Offers and requests

Black security guard: Hello, and welcome to Urban Outfitters. Break it down, break it down, break it down, break it down, break it down…

–Urban Outfitters, 6th Ave

Security guy to woman whose bag is in the machine: Lady, there is something Batman-shaped in your bag. Do you have Batman in your bag? Are you aware that you are not allowed to take American heroes out of the country?

–LaGuardia

Overheard by: Susan

Big security guard: Put your IDs in the air! … And wave ’em around like you just don’t care!

–NYU SIlver Building

Security guard, into walkie talkie: Ice, get your balls out of your wife’s purse, and kick that guy out!

–Music Hall of Williamsburg, Jonathan Richman concert

Overheard by: j-bones

Middle-aged black woman: William Shatner should run for president or governor or mayor or something… He’s got the charisma.

–Staten Island Ferry snack bar

Overheard by: Stephanie

Hobo spinning in circles: ‘Bout time we got some poontang in the White House! There’s a first time for everything!

–117th & Broadway

Overheard by: Vicksburg

Thug, watching Elliot Spitzer and Chuck Schumer drive by: Who da fuck these niggas?

–Super Bowl Parade

Overheard by: No idea

Scholar: I’m voting for Osama Barack.

–F train

Overheard by: Terrorized

Conductor: Grand Central Station. Two and Three trains across the platform. Change here for the Seven, A, C, E, and shuttle to Times Square. Vote Obama.

–1 train, Grand Central

Drunk guido during post-Super Bowl rioting: I mean, who cares who the next president is after this?

–52nd & 2nd

Overheard by: NCS

Conductor: Attention, everyone, we are not interviewing for train conductors! Stop trying to control the doors — that’s my job. We are, however, seeking passengers. Please enter the train and sit down to be interviewed for that position.

–1 train, 125th St

Overheard by: Jeff McCrum

Clearly intoxicated girl: I decided to go from working to doing a lot of drugs…

–42nd & 8th

Overheard by: ADA

20-something: You know, I’m just lucky I have a job at all! I mean, I did go to state school!

–Morton & Hudson

Overheard by: Sam

Emo teen, running taking pictures: See, this is why I got fired from American Apparel — because I would come into work acting like this!

–Vanessa’s Dumplings, E 14th & 3rd

Overheard by: Maggie Elisabeth

Lady on a Bluetooth: Girl, you’ve got CEO dreams with a McDonald’s work ethic.

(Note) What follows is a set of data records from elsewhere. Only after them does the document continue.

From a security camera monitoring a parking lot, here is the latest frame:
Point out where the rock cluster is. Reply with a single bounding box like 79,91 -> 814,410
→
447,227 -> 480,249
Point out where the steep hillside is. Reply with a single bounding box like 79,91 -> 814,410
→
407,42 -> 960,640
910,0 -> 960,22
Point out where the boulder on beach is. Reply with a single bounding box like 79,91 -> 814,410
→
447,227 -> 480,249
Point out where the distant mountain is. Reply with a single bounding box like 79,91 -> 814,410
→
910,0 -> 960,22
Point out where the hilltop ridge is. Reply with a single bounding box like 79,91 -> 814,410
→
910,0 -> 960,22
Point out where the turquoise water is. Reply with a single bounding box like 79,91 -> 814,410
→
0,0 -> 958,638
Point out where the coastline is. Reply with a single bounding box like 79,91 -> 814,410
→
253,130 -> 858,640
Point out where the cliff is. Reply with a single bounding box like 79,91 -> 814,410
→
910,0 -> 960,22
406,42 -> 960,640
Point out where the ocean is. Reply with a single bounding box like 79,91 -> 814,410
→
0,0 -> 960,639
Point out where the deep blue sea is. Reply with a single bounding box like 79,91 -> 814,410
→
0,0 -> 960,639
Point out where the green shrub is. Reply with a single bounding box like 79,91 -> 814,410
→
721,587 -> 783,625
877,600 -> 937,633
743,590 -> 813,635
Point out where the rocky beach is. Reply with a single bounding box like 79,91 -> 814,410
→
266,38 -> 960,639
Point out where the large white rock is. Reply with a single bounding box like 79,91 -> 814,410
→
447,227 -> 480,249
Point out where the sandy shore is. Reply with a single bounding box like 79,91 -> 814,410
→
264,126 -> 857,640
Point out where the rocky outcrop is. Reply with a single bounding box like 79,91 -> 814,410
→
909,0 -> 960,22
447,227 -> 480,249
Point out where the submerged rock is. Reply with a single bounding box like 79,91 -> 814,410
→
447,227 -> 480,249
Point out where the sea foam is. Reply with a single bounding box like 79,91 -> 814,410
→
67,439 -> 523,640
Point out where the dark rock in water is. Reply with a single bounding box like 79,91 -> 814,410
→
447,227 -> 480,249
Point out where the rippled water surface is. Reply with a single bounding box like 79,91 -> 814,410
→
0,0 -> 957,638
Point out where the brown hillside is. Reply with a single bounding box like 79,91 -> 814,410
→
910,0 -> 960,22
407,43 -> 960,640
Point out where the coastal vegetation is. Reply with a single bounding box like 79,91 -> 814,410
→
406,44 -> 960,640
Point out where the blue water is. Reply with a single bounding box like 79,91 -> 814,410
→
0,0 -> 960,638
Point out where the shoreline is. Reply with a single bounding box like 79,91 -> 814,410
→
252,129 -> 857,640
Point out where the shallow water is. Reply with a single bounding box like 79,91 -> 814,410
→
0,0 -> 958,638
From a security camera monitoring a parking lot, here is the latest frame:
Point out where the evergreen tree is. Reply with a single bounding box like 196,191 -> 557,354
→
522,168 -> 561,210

–W 60th St, between Columbus & Broadway

Loud man to loud friends: It was just him running around getting punched in his codpiece and yelling, ‘You killed my father.’ Yeah, I think he has a new job now.

–109th & Amsterdam

Guy: Please do not tell me you took a shit in this cup.
Girl: We can wash it out.

–74th & Columbus

Hobo: Hey, contribute to the marijuana cause!
Rock kid: No, that’s okay.
Hobo: I know you smoke — your parents don’t know, but I know, and so do you.

–Waverly Theater, 6th Ave

Harried groom, shouting: Is there anyone here who has a valid ID who can be a witness for my wedding ceremony?!
Guy on line: Sure, I’ll do it. [Turns to woman at the window.] Wait, can I be a witness for this guy and still be a witness for them back there?
Woman at window: Um, no.
Harried groom: Is there anyone here who has a valid ID who isn’t already a witness who can be a witness for my wedding ceremony?!

–Marriage license office, County Clerk, Brooklyn

Overheard by: fiancee of the guy who ended up witnessing

Girl: What about that cab?
Guy: We can’t get that one. It’s going to Penn Central.

–14th & University

Overheard by: Logan

Professor #1, reading from card: There is a chair available for your monologues. Do not stand on the chair. Do not throw the chair.
Applicants and parents: [Laugh.]Professor #1: Do not disrobe.
Applicants and parents: [Laugh harder.]Professor #2: You laugh, but they’re on that card for a reason.

–NYU

Overheard by: ZB

Chick: Um, Mo, I never thought I’d ask you this, but… does this shirt make me look like a lesbian?
Lesbian, laughing: Oh my God, no! Just make sure nobody thinks we’re together…

–192nd St & Broadway

Overheard by: Curly girl

Junkie lady to junkie guy: Get your hands out of your pockets! No pocket pool!